Mutation-induced rigidity in the Fyn SH2 domain enhances pY-binding affinity at the cost of peptide specificity

Abstract

Interactions between SH2 domains and tyrosine-phosphorylated (pY) peptides are essential for cellular signaling. While structural studies have revealed how triple-point Fyn SH2 mutants achieve ultra-high pY-peptide affinity, the dynamic consequences of these mutations remain unexplored. In this study, we performed extensive all-atom molecular dynamics simulations on the isolated wild-type Fyn SH2 domain, its mutant, and their complexes with the pY-peptide (EPQpYEEIPIYL). Comparative analyses of these simulations provided dynamic insights into how mutations within the pY-binding pocket alter the interaction between Fyn SH2 domain and the pY-peptide. Our results demonstrate that the mutations significantly influence the dynamic stability of unstructured regions within the SH2 domain and the domain-peptide interface.

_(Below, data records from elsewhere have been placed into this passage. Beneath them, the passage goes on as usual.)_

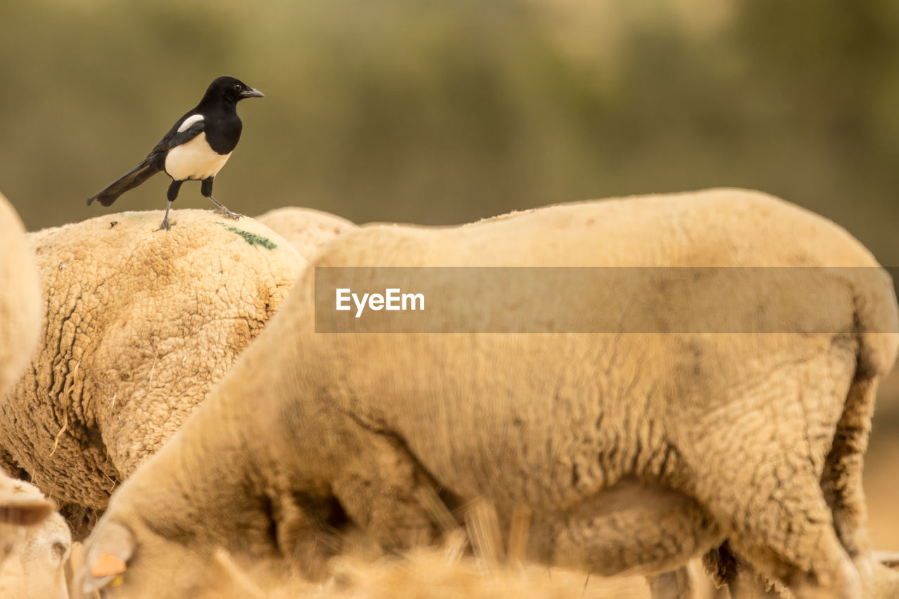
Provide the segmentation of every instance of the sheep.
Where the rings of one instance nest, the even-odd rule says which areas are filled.
[[[40,287],[15,210],[0,194],[0,403],[38,344]],[[68,527],[32,485],[0,472],[0,596],[68,597]]]
[[[455,310],[461,329],[469,318],[467,333],[378,332],[382,321],[352,315],[354,334],[316,333],[332,306],[316,302],[316,271],[346,265],[840,268],[767,293],[741,269],[679,284],[681,269],[665,268],[673,280],[623,276],[561,311],[540,281],[530,301],[504,303],[507,289],[472,269],[485,287],[463,291],[479,308],[429,308]],[[749,331],[680,330],[712,308]],[[653,327],[554,328],[569,312]],[[897,320],[889,277],[858,241],[760,192],[361,228],[316,257],[209,400],[117,491],[81,588],[192,596],[218,547],[320,576],[342,531],[403,550],[437,538],[446,508],[483,498],[502,530],[530,510],[526,555],[542,563],[652,574],[726,540],[797,597],[873,596],[897,583],[871,557],[861,460]],[[545,333],[515,333],[537,322]],[[782,332],[753,332],[760,323]]]
[[[287,239],[307,260],[334,237],[357,228],[346,219],[312,208],[276,208],[256,220]]]
[[[38,344],[40,287],[19,215],[0,193],[0,398]]]
[[[37,487],[0,472],[0,596],[67,599],[68,524]]]
[[[307,262],[271,229],[181,210],[31,234],[43,335],[0,405],[11,474],[58,500],[78,537],[263,329]]]

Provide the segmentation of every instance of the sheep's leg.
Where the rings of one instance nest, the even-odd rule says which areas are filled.
[[[743,556],[734,552],[726,541],[703,556],[702,563],[718,587],[716,596],[736,599],[784,596],[775,583],[756,572]]]
[[[852,381],[821,477],[821,487],[833,514],[837,536],[866,584],[871,576],[871,564],[861,470],[876,393],[876,379]]]
[[[709,497],[709,509],[733,525],[729,538],[734,550],[760,571],[781,581],[798,599],[822,594],[861,599],[859,572],[833,530],[817,477],[811,471],[794,471],[769,480],[772,473],[793,469],[797,456],[787,451],[780,455],[783,463],[771,459],[773,463],[761,470],[763,480],[743,481],[744,492],[735,481],[740,496],[761,497],[761,502]]]
[[[346,514],[387,550],[432,541],[436,526],[420,500],[427,474],[400,440],[353,420],[361,451],[331,484]]]
[[[693,596],[690,573],[686,567],[671,572],[652,574],[646,577],[649,594],[653,599],[690,599]]]
[[[602,576],[674,570],[722,541],[717,525],[695,499],[633,479],[581,502],[565,520],[555,532],[552,554],[540,557]],[[677,574],[654,578],[660,593],[673,588],[666,584],[672,577]]]

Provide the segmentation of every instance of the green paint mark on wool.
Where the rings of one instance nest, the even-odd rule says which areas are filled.
[[[232,233],[235,233],[244,237],[244,241],[250,244],[251,246],[262,246],[265,249],[275,249],[276,247],[278,247],[278,246],[272,243],[272,241],[268,237],[263,237],[261,235],[256,235],[255,233],[250,233],[249,231],[239,229],[236,227],[231,227],[229,225],[226,225],[223,222],[220,222],[218,224],[227,228],[227,230],[231,231]]]

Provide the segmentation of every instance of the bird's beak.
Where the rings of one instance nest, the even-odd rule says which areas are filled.
[[[253,87],[249,89],[245,89],[240,93],[241,98],[264,98],[265,94],[260,92],[258,89],[254,89]]]

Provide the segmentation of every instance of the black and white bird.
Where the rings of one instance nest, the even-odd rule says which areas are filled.
[[[143,162],[93,194],[87,205],[99,200],[103,206],[109,206],[128,190],[165,171],[172,177],[172,184],[160,229],[169,228],[169,209],[185,181],[201,181],[200,192],[216,202],[225,216],[239,219],[212,197],[212,182],[240,139],[243,124],[237,116],[237,103],[244,98],[262,97],[262,92],[239,79],[218,77],[209,84],[196,108],[178,119]]]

Specifically, the mutations enhance the rigidity and stability of the pY-binding pocket, as well as the overall structural stability of the domain, including the central β-sheet and terminal regions. This increased rigidity in the mutant enhances interactions between the pY-binding pocket and pY but weakens the interaction with the peptide residue at the +3 position relative to pY, thereby compromising the specificity of the domain-peptide interaction. These findings highlight that the interaction between SH2 domains and pY-peptides is governed not only by the structural properties of the pY-binding pocket but also by the dynamic stability of the domain itself. This insight could guide the experimental design of SH2 domains engineered to recognize post-translational modifications with diverse characteristics.